Growing Crowd. Clark, a Chicago bus driver, decided to make an issue of it. He filed a $200,000 damage suit in federal court against Cicero officials and the town of Cicero. The court issued a temporary injunction, warning Cicero police to see to it that the Clarks were not molested.
But when they returned to Cicero last week and moved their furniture into the apartment, they found a handful of Cicero and Cook County policeand a large and hostile crowd. Frightened, the Clarks left but the crowd didn't. Until midnight, the crowd milled in the street, booing, and jeering when Cook County Sheriff John Babb ordered them to disperse, occasionally throwing stones.
Next night the crowd was back, again, bigger and in an uglier mood. The 50 cops made no effort to stop teen-agers who, from well-hidden positions, tossed stones at windows in the Clark apartment.

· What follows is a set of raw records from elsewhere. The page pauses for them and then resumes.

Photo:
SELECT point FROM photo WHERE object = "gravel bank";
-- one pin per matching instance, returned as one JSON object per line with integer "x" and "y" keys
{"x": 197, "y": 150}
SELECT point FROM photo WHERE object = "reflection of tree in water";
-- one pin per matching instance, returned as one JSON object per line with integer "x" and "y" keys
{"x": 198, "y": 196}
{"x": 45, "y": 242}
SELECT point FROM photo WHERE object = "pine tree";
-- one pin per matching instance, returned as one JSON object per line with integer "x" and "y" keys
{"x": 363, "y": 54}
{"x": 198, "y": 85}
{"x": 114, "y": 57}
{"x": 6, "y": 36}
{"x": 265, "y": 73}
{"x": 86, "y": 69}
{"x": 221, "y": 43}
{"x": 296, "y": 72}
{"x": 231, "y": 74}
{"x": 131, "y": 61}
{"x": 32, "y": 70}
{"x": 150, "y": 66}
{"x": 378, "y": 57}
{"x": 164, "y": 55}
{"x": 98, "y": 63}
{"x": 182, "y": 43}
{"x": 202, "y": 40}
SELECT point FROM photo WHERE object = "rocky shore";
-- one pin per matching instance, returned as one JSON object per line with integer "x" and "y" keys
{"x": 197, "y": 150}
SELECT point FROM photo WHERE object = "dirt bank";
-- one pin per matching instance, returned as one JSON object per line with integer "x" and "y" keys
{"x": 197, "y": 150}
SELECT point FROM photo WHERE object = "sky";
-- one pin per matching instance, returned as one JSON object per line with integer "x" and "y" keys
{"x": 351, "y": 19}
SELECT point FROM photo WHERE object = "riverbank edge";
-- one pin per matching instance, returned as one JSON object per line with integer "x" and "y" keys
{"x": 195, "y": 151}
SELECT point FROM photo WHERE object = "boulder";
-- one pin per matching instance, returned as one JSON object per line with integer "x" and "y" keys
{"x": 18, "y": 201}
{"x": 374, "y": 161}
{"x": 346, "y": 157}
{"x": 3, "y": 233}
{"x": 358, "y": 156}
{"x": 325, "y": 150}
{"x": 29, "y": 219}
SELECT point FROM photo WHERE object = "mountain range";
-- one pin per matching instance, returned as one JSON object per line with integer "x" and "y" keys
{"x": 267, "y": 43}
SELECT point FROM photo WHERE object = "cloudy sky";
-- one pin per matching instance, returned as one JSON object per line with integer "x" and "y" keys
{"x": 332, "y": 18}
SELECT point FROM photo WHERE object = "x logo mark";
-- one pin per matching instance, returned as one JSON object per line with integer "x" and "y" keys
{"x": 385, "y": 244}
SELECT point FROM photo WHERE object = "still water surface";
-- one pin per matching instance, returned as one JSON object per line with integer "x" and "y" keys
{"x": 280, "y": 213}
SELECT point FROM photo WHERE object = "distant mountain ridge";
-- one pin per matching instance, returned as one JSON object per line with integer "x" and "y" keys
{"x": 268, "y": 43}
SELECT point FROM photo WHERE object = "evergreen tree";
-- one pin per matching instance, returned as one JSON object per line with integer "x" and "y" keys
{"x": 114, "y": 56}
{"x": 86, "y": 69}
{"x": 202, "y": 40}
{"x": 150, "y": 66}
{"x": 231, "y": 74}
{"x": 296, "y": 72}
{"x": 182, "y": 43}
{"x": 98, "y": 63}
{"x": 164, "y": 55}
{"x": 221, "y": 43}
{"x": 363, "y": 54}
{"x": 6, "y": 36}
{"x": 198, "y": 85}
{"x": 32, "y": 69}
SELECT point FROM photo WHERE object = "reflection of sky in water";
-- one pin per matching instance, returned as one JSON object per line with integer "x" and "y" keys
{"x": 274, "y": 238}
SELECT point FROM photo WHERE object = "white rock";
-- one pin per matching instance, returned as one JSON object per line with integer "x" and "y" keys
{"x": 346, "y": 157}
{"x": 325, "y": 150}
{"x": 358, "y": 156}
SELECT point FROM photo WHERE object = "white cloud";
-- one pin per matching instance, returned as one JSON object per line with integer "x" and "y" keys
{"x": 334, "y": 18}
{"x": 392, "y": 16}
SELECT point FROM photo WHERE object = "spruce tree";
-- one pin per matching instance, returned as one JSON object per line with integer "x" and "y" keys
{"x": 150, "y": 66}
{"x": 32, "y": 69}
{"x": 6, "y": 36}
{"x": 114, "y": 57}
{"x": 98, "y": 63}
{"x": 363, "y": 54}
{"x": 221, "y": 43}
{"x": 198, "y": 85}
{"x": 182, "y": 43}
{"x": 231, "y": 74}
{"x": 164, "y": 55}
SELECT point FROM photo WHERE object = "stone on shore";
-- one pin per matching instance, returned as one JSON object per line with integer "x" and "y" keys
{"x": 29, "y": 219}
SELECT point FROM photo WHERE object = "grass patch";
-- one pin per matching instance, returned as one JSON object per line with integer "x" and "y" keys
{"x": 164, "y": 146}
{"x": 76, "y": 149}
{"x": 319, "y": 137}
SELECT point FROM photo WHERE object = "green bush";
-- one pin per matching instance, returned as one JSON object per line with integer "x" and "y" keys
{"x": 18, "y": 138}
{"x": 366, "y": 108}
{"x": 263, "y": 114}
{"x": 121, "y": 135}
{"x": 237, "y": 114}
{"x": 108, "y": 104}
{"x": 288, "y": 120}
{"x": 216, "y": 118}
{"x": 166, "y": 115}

Violence at Midnight. Around midnight the mob got bolder. A dozen or so young bloods rushed the cops at the doorway to the apartment house, pushed past them, smashed in the front door, clambered upstairs to the Clark apartment. Out the window, to the accompaniment of cheers from the crowd, went all of the Clarks' furniture, including a piano. Then the young vandals tore out door and window jambs, gouged holes in the walls, ripped out light fixtures, smashed radiators, a refrigerator and stove, bashed in the toilet bowl. For good measure they ripped up two apartments below the Clarks (the tenants, like most of the 19 families in the apartment house, had long since fled). Then the mass of broken furniture on the lawn was set afire and the cheers grew louder. Police did not make a single arrest. At about 2:30, the mob once again faded away, but everybody knew that it would be back.